Türk Ceza Kanunu’nun 73. Maddesi gereğince, mağdurun bu şikayetini, suç sebebi eylemi ve failini öğrenmesinden itibaren 6 ay içerisinde adli makamlara bildirmesi gerekmektedir. Aksi halde bu süre geçtikten sonra, mağdurun şikayet hakkı ortadan kalkacak ve bu suçun cezalandırılması mümkün olmayacaktır.

Ayrıca mağdurun şikayeti nedeniyle açılmış olan bir soruşturma ya da kovuşturma hakkında; şikayetin geri alınması halinde, şikayet yokluğu sebebiyle kovuşturmaya yer olmadığı kararı veya düşme kararı verilecektir.

Nitekim Yargıtay 4. Ceza Dairesi, 2021/40000E., 2024/14378K. Sayılı kararında; “kişilerin huzur ve sükununu bozma suçunun takibinin şikayete bağlı olması, mağdur …’in karardan sonra verdiği 21.07.2022 tarihli dilekçesi ile sanık hakkındaki şikayetinden vazgeçmesi ve sanığında şikayetten vazgeçmeyi kabul etmiş olması karşısında, sanığın bu mağdura yönelik eyleminde düşme kararı verilmesinde zorunluluk bulunması,” yönünde karar vermiştir.

Ceza Muhakemeleri Kanunu’nun 253. Maddesinde belirtildiği üzere, soruşturulması ve kovuşturulması şikâyete bağlı suçlar; uzlaştırmaya tabidir. Bu sebeple kişilerin huzur ve sükununu bozma suçu işlendiği takdirde, öncelikle uzlaştırma yoluna gidilmesi gerekir.

E. Zamanaşımı

Kişilerin huzurunu ve sükununu bozma suçunun dava zamanaşımı süresi 8 yıldır. Bu süre, suça sebebiyet veren olayın gerçekleştiği tarihte başlamaktadır. Dolayısıyla suçun cezalandırılması için, olay tarihinden itibaren (eğer zamanaşımı süresini kesen bir neden varsa o tarihten itibaren) 8 yıllık zamanaşımı süresinin geçmemiş olması gerekir.

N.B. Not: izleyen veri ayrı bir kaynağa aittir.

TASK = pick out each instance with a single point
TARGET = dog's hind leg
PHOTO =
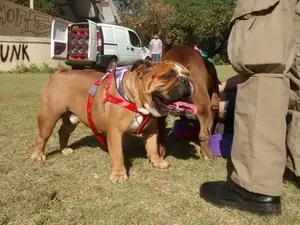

Nitekim Yargıtay Ceza Dairesinin sayılı kararında “kamu davası açılmış ise de; sanığa atılı suçun olağan zaman aşımı süresinin 8 yıl olduğu ve zaman aşımını kesen son işlemin sanık hakkında verilen 10/03/2014 tarihli mahkumiyet hükmü olduğu ve bu tarih üzerinden 8 yıllık olağan zaman aşımının 10/03/2022 tarihinde dolduğu anlaşıldığından sanık hakkında kişilerin huzur ve sükununu bozma suçundan açılan kamu davasının (…) düşürülmesine” karar vermiştir.

F. Yargılama ve Yaptırım

Kişilerin huzur ve sükununu bozma suçunun yargılaması, görev bakımından asliye ceza mahkemelerinde yapılmaktadır. Yer bakımından yetkisi incelendiğinde ise, davaya bakma yetkisi; suçun işlendiği yer mahkemesine aittir. Başka bir anlatımla, bu suçun yargılamasının; suçun işlendiği yerdeki asliye ceza mahkemelerinde yürütülmesi gerekmektedir. Buna göre örneğin Ankara yargı çevresine bağlı bulunan bir yerde bu suç işlenirse; Ankara Asliye Ceza Mahkemeleri suçun yargılamasında yetkili olacaktır.

Maddede açıkça belirtildiği üzere, suçun sübuta erdiğine kanaat getirilirse; faile, üç aydan bir yıla kadar hapis cezası verilebilecektir.